AP Stats: UNC‑4 (EU), UNC‑4.P (LO), UNC‑4.P.1 (EK)

- [Instructor] Flavia wanted
to estimate the mean age of the faculty members
at her large university. She took an SRS, or simple random sample, of 20 of the approximately
700 faculty members, and each faculty member in
the sample provided Flavia with their age. The data were skewed to the
right with a sample mean of 38.75. She's considering using her data to make a confidence interval
to estimate the mean age of faculty members at her university. Which conditions for
constructing a t interval have been met? So pause this video and
see if you can answer this on your own. Okay, now let's try to
answer this together. So there's 700 faculty members over here. She's trying to estimate the
population mean, the mean age. She can't talk to all 700,
so she takes a sample, a simple random sample of 20,
so the n is equal to 20 here. From this 20, she calculates
a sample mean of 38.75. Now ideally, she wants to
construct a t interval, a confidence interval,
using the t statistic and so that interval would
look something like this. It would be the sample mean
plus or minus the critical value times the sample standard deviation divided by the square root of n. And we use a t statistic
like this and a t table and a t distribution when
we are trying to create confidence intervals for means
where we don't have access to the standard deviation of
the sampling distribution, but we can compute the
sample standard deviation. Now in order for this to hold
true, there's three conditions just like what we saw when
we thought about z intervals. The first is is that our sample is random.
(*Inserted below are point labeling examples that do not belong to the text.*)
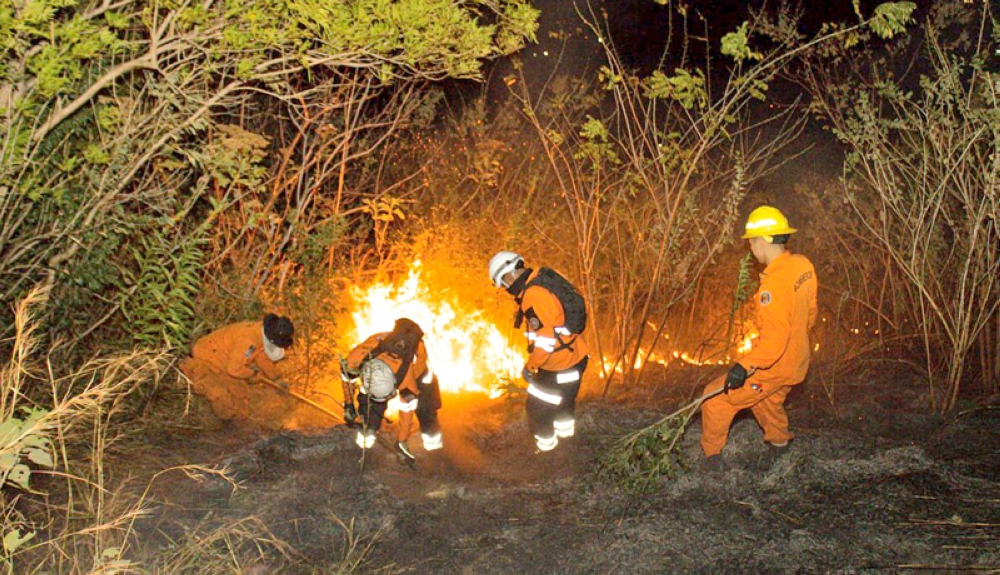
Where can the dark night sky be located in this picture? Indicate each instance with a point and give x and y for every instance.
(638, 29)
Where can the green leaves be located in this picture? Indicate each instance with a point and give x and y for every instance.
(891, 18)
(159, 301)
(737, 45)
(20, 439)
(684, 87)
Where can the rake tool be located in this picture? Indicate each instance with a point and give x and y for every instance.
(639, 459)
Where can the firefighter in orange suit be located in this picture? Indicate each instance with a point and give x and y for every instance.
(557, 356)
(387, 363)
(223, 362)
(785, 311)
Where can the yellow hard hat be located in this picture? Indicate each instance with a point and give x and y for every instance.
(767, 222)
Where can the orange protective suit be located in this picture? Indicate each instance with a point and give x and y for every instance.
(408, 388)
(785, 311)
(222, 367)
(543, 313)
(558, 359)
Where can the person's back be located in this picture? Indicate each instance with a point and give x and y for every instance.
(788, 288)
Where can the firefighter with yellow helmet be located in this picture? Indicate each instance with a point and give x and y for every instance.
(784, 312)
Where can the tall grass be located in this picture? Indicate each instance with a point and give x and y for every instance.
(61, 511)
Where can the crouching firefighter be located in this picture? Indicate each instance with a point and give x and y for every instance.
(387, 363)
(554, 316)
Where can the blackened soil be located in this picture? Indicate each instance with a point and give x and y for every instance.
(874, 484)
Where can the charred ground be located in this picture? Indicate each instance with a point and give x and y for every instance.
(875, 486)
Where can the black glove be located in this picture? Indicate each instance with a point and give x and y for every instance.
(404, 450)
(528, 375)
(350, 414)
(736, 377)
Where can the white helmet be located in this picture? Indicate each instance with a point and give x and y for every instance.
(502, 264)
(377, 379)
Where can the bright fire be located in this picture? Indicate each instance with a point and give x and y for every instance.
(466, 351)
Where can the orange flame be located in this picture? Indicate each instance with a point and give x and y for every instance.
(466, 350)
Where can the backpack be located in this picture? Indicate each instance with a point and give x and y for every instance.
(401, 342)
(574, 308)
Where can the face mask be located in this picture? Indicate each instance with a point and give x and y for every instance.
(273, 352)
(517, 287)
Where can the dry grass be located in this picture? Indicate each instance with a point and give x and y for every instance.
(61, 513)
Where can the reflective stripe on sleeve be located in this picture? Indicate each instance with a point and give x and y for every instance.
(546, 343)
(432, 442)
(543, 395)
(568, 376)
(564, 428)
(365, 441)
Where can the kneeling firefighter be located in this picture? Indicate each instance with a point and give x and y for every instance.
(555, 315)
(387, 363)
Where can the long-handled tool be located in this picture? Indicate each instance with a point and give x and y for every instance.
(385, 443)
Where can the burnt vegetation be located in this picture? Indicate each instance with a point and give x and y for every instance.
(168, 168)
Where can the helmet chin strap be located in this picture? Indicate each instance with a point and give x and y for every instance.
(272, 351)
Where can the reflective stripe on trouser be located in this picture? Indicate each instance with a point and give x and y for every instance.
(371, 412)
(767, 404)
(408, 405)
(564, 427)
(365, 440)
(546, 443)
(432, 441)
(544, 412)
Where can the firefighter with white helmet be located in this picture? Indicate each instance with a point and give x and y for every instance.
(785, 311)
(554, 315)
(388, 363)
(224, 362)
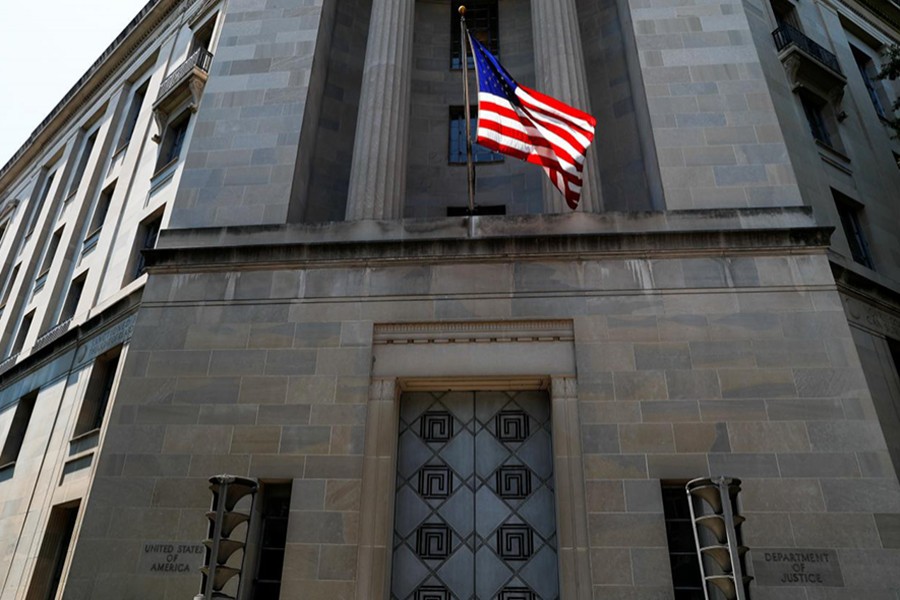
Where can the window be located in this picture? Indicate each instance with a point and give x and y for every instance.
(203, 36)
(35, 211)
(275, 500)
(481, 19)
(869, 72)
(73, 297)
(850, 211)
(491, 506)
(17, 430)
(785, 13)
(134, 111)
(683, 560)
(457, 140)
(86, 150)
(99, 391)
(24, 326)
(148, 233)
(100, 212)
(173, 140)
(820, 118)
(7, 288)
(50, 253)
(51, 560)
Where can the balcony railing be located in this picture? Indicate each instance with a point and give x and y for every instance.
(200, 59)
(787, 35)
(52, 334)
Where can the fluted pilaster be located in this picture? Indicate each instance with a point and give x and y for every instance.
(378, 168)
(560, 70)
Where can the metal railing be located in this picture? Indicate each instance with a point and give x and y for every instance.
(201, 58)
(52, 334)
(787, 35)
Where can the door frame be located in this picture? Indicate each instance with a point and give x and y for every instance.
(383, 418)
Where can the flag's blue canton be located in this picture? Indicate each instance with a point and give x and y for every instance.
(492, 77)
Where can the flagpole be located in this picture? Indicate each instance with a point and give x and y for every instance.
(463, 37)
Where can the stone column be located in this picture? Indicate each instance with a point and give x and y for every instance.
(572, 532)
(378, 168)
(560, 72)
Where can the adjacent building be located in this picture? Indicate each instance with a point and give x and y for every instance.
(240, 245)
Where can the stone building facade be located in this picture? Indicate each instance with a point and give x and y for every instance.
(281, 286)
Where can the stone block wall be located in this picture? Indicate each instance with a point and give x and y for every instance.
(685, 366)
(626, 154)
(432, 183)
(714, 125)
(246, 138)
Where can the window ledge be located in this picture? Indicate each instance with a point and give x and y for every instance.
(163, 175)
(119, 150)
(90, 242)
(86, 435)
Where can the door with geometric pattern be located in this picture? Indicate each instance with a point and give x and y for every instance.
(474, 515)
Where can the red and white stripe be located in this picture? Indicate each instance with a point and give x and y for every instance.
(540, 130)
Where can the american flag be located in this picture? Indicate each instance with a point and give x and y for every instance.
(528, 125)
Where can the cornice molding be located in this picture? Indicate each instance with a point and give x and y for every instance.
(462, 332)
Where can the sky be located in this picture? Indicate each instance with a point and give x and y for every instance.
(45, 47)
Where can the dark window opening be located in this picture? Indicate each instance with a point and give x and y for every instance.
(99, 392)
(276, 507)
(51, 561)
(203, 36)
(849, 213)
(86, 150)
(457, 140)
(7, 288)
(100, 211)
(73, 297)
(22, 333)
(815, 111)
(173, 140)
(686, 576)
(868, 71)
(482, 21)
(785, 14)
(148, 234)
(16, 436)
(134, 111)
(36, 207)
(50, 253)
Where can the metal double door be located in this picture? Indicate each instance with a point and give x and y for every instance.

Well, they tell us that here that she took a simple
random sample of 20, and so we know that we are
meeting that constraint, and that's actually choice A, the data is a random sample
from the population of interest, so we can circle that in. So the next condition
is the normal condition. Now the normal condition
when we're doing a t interval is a little bit more involved
because we do need to assume that the sampling distribution
of the sample means is roughly normal. Now there's a couple of
ways that we can get there. Either our sample size is
greater than or equal to 30. The central limit theorem tells us that then our sampling distribution, regardless of what the
distribution is in the population, that the sampling distribution
actually would then be approximately normal. She didn't mean that
constraint right over here. Here, her sample size is only 20, so so far this isn't looking good. Now that's not the only way
to meet the normal condition. Another way to meet the normal condition, if we have a smaller
sample size smaller than 30 is one, if the original
distribution of ages is normal, so original distribution normal, or even if it's roughly
symmetric around the mean, so approximately symmetric, but if look at it, this, they tell us that it has right skew. They say the data were skewed to the right with the sample mean of 38.75. So that tells us that the data set that we're getting in our
sample is not symmetric, and the original distribution
is unlikely to be normal. Think about it. It's not going to be, you're
likely to have people who are, you could have faculty
members who are 30 years older than this, 68 and three quarters, but you're very unlikely
to have faculty members who are 30 years younger than this, and that's actually what's
causing that skew to the right. So this one does not meet
the normal condition. We can't feel good that
our sampling distribution of the sample means is going to be normal, so I'm not gonna fill that one in. Choice C: Individual
observations can be considered independent. So there's two ways to
meet this constraint. One is is if we sample with replacement. Every faculty member we look at after asking them their age, we say, "Hey, go back into the pool
and we might pick 'em again "until we get our sample of 20." It does not look like she did that. It doesn't look like she
sampled with replacement, and so even if you're
sampling without replacement, the 10% rule says that, "Look,
as long as this is less than "10% or less than or equal
to 10% of the population, "then we're good," and
the 10% of this population is 70; 70 is 10% of 700,
and so this is definitely less than or equal to 10%,
and so it can be considered independent, and so we can
actually meet that constraint as well. So the main issue where our t
interval might not be so good is that our sampling distribution, we can't feel so confidant that
that is going to be normal.